Heyerdahl was an anthropologist and explorer. Born in Larvik, Norway, 1914, he first came to fame when in 1947, he and a group of men sailed from Peru to Polynesia in the balsa-wood raft called Kon-Tiki. He had wanted to investigate whether Polynesian myths about settlers from the East were true. The Kon-Tiki did make it westward to Polynesia, but whether or not ancient Peruvians did sail there would need further archaeological examination. Next, in 1969, Heyerdahl contested the fact that traditional reed boats could only sail on rivers. From Morocco, he used the papyrus-reed boat Ra I to keep him afloat in the ocean for months, rather than the days or weeks that the experts had predicted. In the following year, he sailed in Ra II from Morocco to Barbados. Again, while proving the concept that ancient boats could have crossed the Atlantic, the jury was still out on whether they did. Such voyages gave ammunition to his detractors that he was trying to prove that Egyptians had crossed the ocean and taught the New Worlders how to build pyramids. This was far from the truth, though Heyerdahl did believe that the reed boat was important in spreading ancient culture.

Heyerdahl’s expeditions to Easter Island and the Galapagos in the 1950s found evidence that prePolynesian and preInca societies, respectively, had at least landed on these islands. One of Heyerdahl’s lesser known projects had been his work at Tucume from 1988-1993. Tucume, in northern Peru, is a complex of twenty-six pyramids, the biggest in South America. Heyerdahl helped investigate and uncover the history of the Pre-Inca site including the fact that they had sailing technology and had contact with Easter Island. Heyerdahl’s theories, excavations, and voyages could prove that the Pacific and Atlantic were indeed highways for culture for much longer than generally thought.
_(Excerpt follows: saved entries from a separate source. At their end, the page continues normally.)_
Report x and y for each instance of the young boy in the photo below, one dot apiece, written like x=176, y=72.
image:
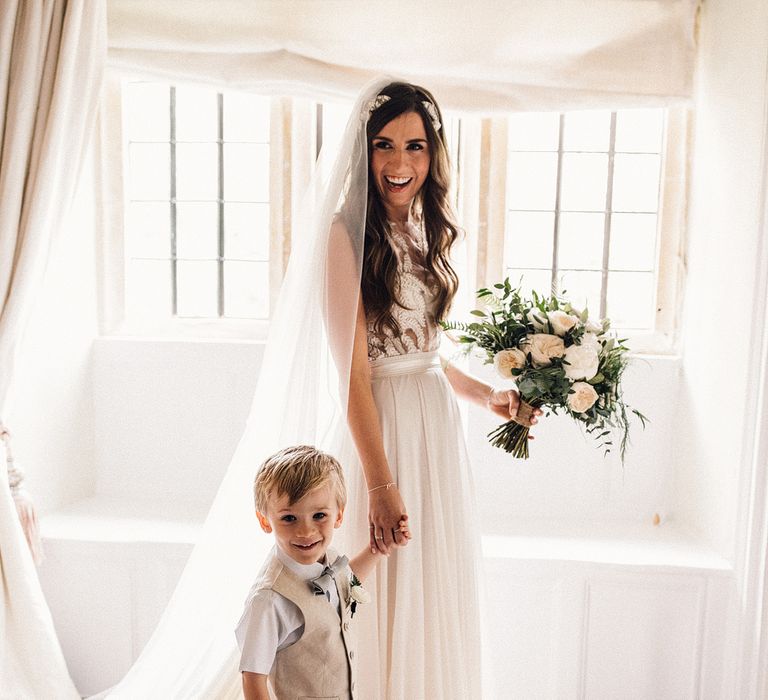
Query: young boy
x=296, y=632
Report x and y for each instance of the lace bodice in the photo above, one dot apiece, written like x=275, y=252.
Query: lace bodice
x=418, y=328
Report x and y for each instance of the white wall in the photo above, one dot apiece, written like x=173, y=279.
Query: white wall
x=169, y=414
x=51, y=412
x=567, y=483
x=723, y=240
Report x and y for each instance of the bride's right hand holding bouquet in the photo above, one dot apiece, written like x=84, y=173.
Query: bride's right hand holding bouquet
x=559, y=358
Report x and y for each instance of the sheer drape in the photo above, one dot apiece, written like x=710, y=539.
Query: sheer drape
x=51, y=59
x=524, y=55
x=300, y=398
x=499, y=55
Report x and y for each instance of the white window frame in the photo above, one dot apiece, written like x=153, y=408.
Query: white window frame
x=481, y=206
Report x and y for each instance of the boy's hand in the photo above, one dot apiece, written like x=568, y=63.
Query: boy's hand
x=404, y=530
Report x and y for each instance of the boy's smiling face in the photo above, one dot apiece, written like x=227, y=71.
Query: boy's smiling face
x=304, y=529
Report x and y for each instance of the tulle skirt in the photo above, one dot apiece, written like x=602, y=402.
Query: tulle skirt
x=420, y=636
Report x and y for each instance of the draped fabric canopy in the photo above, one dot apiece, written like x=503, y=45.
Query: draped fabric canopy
x=495, y=55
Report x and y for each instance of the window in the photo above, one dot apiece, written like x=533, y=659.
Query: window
x=197, y=211
x=587, y=203
x=583, y=213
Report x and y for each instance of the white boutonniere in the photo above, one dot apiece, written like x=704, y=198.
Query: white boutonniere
x=357, y=594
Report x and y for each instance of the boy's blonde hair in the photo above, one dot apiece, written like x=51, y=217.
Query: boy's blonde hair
x=295, y=471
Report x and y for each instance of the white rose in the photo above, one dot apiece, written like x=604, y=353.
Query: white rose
x=543, y=347
x=538, y=319
x=591, y=340
x=582, y=362
x=582, y=397
x=507, y=360
x=561, y=321
x=359, y=594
The Foundation for Exploration on Cultural Origins (FERCO), which Heyerdahl was a part of, was set up to investigate the climatic and cultural changes around 3000 BC’. During that time Mesopotamia, Egypt, the Mayans and Hindu among others all either started upon the road to civilisation or their calendars began at that time. It is an attempt at trying to piece together a history of man relating to specific environmental periods. Heyerdahl was certainly no showboating New Ager. He wanted to spark debate and understand ancient man and his technology. Heyerdahl’s work, over the years, had also taken him to The Maldives, the Tigris River, and the Canary Islands, among other places, all in the pursuit of knowledge about ancient man’s technological and exploration capabilities. Thor Heyerdahl died, aged 87, in 2002, the Norwegian government honoring him with a State Funeral.
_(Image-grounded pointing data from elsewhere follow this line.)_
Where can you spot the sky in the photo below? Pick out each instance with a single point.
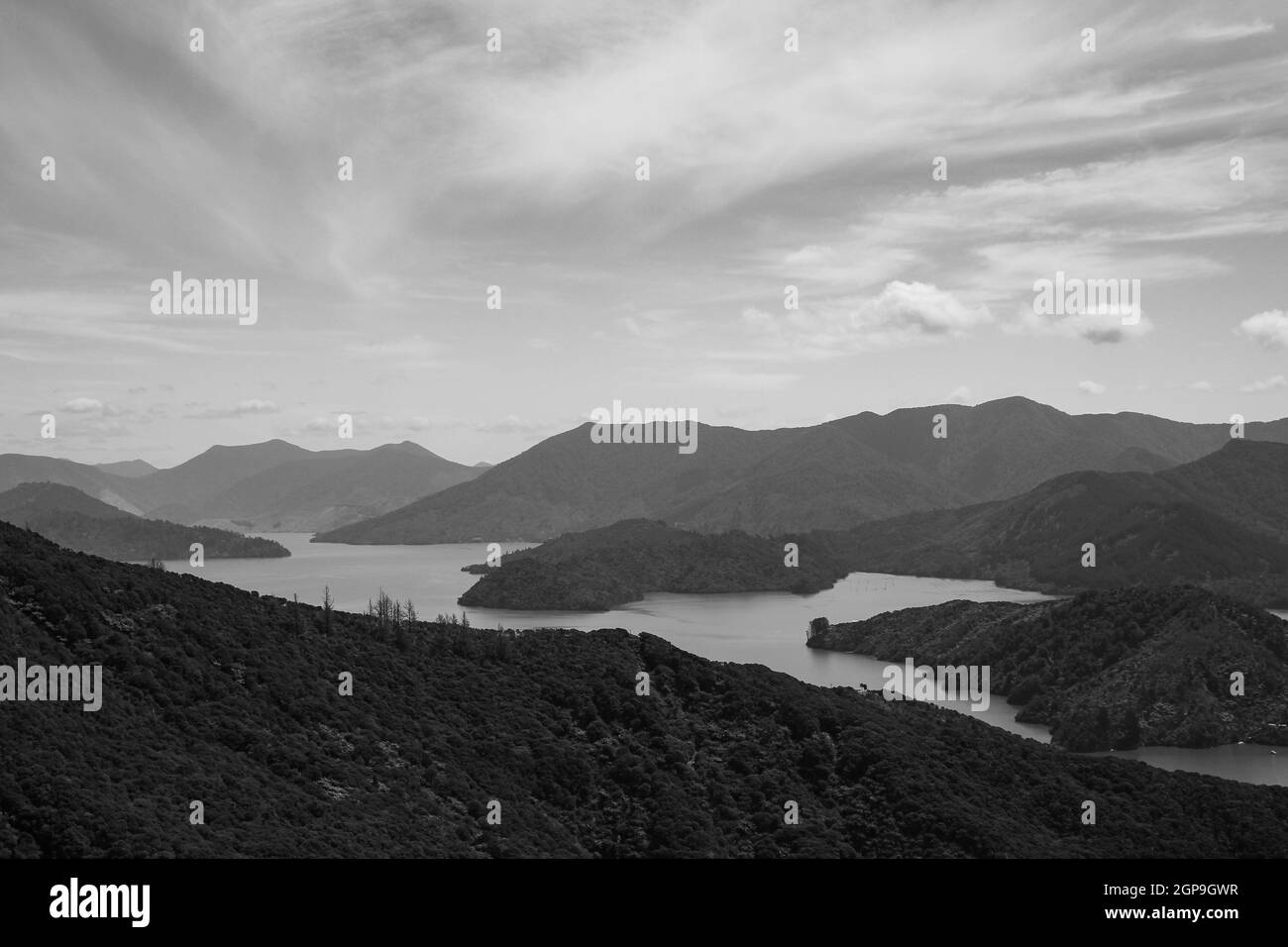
(518, 169)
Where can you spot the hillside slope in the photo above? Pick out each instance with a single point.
(767, 482)
(69, 518)
(231, 698)
(1115, 669)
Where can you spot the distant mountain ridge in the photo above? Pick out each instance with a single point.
(1108, 669)
(270, 486)
(1218, 522)
(829, 475)
(77, 521)
(603, 569)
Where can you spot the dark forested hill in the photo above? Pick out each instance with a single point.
(230, 698)
(1219, 522)
(601, 569)
(791, 479)
(80, 522)
(1119, 669)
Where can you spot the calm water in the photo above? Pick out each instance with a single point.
(755, 628)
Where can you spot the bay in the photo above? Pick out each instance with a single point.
(763, 628)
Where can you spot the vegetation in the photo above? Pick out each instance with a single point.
(1219, 523)
(1113, 669)
(80, 522)
(218, 694)
(603, 569)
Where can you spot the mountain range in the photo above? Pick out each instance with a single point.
(829, 475)
(77, 521)
(1107, 669)
(270, 486)
(1220, 522)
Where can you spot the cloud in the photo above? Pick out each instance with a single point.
(416, 347)
(1269, 384)
(745, 380)
(1267, 329)
(903, 313)
(243, 408)
(513, 424)
(82, 406)
(1220, 33)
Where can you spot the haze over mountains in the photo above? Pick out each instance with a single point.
(1220, 521)
(1111, 669)
(270, 486)
(77, 521)
(828, 475)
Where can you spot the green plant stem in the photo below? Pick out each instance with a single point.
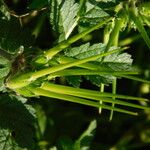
(41, 92)
(71, 90)
(43, 59)
(26, 79)
(58, 89)
(74, 72)
(114, 33)
(102, 86)
(114, 85)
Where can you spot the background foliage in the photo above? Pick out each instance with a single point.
(29, 27)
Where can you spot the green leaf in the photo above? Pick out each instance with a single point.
(84, 141)
(92, 15)
(65, 143)
(115, 62)
(63, 16)
(13, 35)
(17, 119)
(97, 80)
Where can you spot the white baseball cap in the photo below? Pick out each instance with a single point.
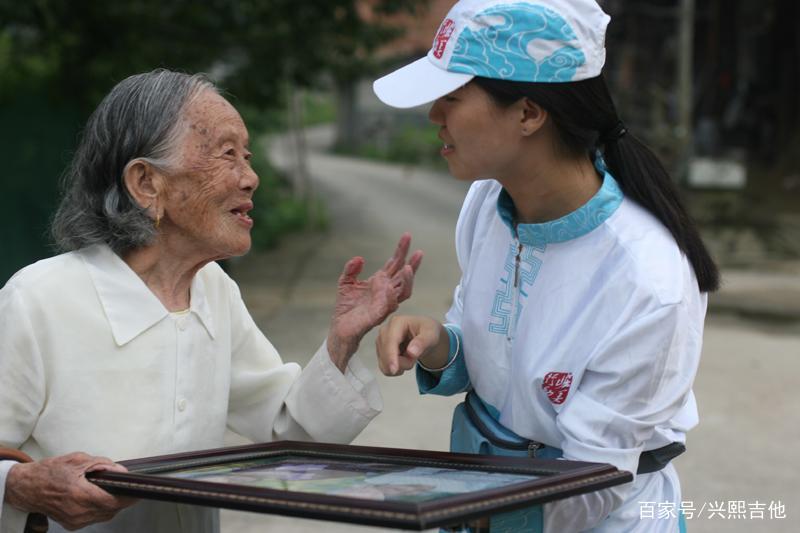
(547, 41)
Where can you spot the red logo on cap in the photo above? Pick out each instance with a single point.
(557, 385)
(440, 42)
Thor Heyerdahl was a showman in a way, popularising ancient history, but it was also to highlight and discover important aspects of ancient life. There are not many adventurers or explorers in his mould today. Nowadays, anyone attempting to do what he did or some other grandiose expedition would be accompanied by a whole film crew and be filmed like a reality TV programme for self-promotion. Heyerdahl was a practical explorer and anthropologist willing to answer his own questions and physically pull it off. We may never encounter his like again.


Heyerdahl, T. 2000. In The Footsteps of Adam. London: Little, Brown & Company.

Heyerdahl, T., Sandweiss, D.H. & Narvaez, A.1995. Pyramids of Tucume. London: Thames and Hudson.